Sou vascaíno desde sempre e de coração, mas sobretudo sou apreciador do bom futebol. Por isso, também ‘estou’ torcedor do Barça. Espero que o sucesso do time catalão desperte novamente a nossa vocação ofensiva, tão maltratada por professores dos mais variados estilos nas últimas décadas.

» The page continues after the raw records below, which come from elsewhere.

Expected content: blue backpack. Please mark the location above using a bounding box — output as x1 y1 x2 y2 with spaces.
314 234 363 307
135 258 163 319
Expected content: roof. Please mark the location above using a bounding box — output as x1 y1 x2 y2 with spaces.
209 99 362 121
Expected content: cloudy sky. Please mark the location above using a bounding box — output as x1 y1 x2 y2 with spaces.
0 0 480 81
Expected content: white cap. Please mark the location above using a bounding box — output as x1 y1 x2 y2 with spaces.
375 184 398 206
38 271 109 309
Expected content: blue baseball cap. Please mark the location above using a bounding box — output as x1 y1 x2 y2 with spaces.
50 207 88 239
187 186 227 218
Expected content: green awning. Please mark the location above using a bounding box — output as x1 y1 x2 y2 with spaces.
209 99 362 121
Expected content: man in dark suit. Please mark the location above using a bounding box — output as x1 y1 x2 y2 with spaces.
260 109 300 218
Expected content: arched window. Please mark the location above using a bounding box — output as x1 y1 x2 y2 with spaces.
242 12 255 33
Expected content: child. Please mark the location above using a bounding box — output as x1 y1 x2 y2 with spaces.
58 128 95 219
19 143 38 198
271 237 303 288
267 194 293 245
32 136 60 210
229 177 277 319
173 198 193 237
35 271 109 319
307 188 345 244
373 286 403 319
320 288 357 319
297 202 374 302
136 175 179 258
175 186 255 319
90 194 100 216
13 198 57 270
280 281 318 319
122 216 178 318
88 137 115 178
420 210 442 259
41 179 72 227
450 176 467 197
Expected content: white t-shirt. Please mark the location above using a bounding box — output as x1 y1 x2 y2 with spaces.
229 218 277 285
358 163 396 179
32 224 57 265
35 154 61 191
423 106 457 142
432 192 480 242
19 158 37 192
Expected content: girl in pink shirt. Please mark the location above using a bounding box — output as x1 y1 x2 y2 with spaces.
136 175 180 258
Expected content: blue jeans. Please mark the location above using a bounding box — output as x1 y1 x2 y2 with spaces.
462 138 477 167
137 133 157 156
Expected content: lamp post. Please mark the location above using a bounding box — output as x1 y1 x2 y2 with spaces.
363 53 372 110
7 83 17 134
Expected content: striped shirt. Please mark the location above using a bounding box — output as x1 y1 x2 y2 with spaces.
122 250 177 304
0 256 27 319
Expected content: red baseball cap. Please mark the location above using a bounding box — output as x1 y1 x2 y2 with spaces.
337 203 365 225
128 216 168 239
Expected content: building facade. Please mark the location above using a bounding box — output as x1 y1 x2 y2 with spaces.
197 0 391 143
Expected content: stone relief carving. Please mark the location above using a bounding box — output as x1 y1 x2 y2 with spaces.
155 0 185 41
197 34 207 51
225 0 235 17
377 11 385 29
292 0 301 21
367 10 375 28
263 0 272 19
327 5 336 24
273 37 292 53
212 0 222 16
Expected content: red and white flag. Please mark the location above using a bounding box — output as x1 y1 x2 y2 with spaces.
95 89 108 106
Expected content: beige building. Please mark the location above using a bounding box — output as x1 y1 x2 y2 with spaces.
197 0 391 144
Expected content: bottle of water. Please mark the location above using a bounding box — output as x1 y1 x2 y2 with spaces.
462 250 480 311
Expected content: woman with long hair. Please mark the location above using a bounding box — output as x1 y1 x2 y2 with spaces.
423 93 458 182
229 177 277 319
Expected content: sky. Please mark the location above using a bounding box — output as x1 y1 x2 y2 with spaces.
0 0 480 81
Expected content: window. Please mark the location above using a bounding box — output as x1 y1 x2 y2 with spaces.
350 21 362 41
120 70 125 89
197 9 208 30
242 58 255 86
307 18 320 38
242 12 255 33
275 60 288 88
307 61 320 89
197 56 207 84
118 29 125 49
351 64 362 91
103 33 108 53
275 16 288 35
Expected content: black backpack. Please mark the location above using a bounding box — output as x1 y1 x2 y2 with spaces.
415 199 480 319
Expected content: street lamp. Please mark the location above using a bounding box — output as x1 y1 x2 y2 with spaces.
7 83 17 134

Quando estava de mudança da Grécia para Inglaterra, engatei um papo com a turma que ‘empacotava’ a minha casa. No momento em que souberam que eu era brasileiro, começamos a falar de futebol. O fanatismo grego pelo esporte bretão é tão grande quanto o nosso. Foi quando um dos sujeitos com o qual conversava me escalou, de ponta a ponta, a seleção Brasileira de 82. Só errou o Serginho e teve dificuldade para lembrar do goleiro, o não tão seguro Waldir Peres. Ele me disse que chorou muito após a derrota para Itália. Me senti confortado. Além dos 123 milhões de brazucas que derramaram lágrimas pela derrota do futebol arte para o brucutu, tivemos companhia em muitas partes do mundo. Meu interlocutor grego seguramente não foi o único.
O futebol pragmático, defensivo e ‘pegador’ pode até conquistar alguns títulos, mas quem faz história e se eterniza na memória dos admiradores do ‘jogo bonito’ é o futebol ofensivo. O exemplo do empacotador grego é uma comprovação disso. Aprendam, professores!